The CLI automatically places skills in the correct location for each agent:

| Agent | Project path | Global path |
|-------|-------------|-------------|
| Claude Code | `.claude/skills/` | `~/.claude/skills/` |
| Cursor | `.agents/skills/` | `~/.cursor/skills/` |
| GitHub Copilot | `.agents/skills/` | varies |
| Windsurf | `.agents/skills/` | varies |

40+ agents are supported. The CLI handles path resolution automatically.

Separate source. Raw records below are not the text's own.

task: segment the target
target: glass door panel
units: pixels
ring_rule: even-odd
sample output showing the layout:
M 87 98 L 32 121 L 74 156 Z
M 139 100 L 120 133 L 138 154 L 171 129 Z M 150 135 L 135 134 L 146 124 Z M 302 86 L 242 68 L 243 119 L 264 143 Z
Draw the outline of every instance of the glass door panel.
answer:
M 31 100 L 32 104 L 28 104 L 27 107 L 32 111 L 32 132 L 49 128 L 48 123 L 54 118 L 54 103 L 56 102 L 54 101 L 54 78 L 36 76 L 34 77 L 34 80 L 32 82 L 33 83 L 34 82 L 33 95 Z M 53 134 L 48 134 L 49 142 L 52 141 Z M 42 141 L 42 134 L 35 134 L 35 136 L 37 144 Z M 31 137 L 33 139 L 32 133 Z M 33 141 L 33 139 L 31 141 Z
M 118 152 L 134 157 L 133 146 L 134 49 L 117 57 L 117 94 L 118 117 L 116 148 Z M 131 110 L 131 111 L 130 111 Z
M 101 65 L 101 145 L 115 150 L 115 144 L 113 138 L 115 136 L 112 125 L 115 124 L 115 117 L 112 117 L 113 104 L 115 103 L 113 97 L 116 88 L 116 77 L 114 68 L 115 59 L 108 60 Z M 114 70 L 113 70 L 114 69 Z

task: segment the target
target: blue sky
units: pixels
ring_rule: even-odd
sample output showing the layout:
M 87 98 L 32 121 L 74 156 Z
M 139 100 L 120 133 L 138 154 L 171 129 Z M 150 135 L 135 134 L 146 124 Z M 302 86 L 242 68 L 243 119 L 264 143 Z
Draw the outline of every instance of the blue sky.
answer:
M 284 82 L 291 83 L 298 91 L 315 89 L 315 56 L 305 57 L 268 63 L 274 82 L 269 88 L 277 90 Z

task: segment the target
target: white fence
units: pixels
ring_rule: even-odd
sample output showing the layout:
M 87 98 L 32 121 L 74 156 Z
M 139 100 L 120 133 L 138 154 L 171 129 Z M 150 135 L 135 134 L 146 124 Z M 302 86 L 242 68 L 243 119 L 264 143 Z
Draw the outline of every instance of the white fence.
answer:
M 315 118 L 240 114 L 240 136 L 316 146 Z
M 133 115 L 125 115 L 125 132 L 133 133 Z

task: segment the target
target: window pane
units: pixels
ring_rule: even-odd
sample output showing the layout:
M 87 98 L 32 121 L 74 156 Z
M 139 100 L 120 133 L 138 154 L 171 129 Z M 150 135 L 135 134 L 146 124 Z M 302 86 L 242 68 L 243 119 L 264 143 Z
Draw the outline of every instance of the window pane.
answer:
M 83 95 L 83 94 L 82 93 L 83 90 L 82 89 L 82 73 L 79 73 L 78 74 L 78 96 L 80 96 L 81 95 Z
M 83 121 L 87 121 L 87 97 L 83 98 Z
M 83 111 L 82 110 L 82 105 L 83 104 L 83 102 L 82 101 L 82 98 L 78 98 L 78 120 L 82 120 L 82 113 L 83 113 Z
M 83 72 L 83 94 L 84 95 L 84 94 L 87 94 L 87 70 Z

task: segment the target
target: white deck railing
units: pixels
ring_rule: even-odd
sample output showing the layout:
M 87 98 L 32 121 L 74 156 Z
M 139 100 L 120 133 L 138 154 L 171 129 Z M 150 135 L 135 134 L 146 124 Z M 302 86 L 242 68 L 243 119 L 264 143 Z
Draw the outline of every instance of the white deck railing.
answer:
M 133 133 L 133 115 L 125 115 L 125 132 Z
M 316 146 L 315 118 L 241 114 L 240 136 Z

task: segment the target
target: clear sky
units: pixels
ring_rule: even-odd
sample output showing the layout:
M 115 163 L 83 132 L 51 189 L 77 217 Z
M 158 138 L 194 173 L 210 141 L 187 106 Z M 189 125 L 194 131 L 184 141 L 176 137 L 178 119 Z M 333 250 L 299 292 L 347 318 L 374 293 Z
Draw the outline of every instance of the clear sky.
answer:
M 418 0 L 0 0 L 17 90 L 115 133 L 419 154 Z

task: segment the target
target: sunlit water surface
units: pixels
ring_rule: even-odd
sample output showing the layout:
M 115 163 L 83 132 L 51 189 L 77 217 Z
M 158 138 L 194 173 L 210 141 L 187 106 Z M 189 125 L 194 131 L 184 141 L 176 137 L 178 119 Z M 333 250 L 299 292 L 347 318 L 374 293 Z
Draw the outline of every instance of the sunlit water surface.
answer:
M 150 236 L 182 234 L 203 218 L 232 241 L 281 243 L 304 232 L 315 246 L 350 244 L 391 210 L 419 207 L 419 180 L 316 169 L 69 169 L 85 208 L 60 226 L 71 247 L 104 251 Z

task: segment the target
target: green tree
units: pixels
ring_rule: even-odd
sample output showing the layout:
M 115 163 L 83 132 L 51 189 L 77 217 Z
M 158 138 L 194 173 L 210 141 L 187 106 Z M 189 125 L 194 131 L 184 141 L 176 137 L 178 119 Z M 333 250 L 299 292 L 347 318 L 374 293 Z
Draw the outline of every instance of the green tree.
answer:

## Repository Organization

### Single skill repo
```
my-repo/
  SKILL.md
```

### Multi-skill repo (recommended for collections)
```
my-repo/
  skills/
    skill-one/
      SKILL.md
    skill-two/
      SKILL.md
      scripts/
        helper.sh
      references/
        detailed-guide.md
```

The CLI searches these locations automatically:
- Repository root
- `skills/` directory and its subdirectories
- `skills/.curated/`, `skills/.experimental/`, `skills/.system/`
- Agent-specific directories (`.claude/skills/`, `.agents/skills/`, etc.)
- Recursive fallback if nothing found in standard locations

Skills can be nested in subdirectories (e.g., `skills/category/my-skill/SKILL.md`) and the CLI will still discover them.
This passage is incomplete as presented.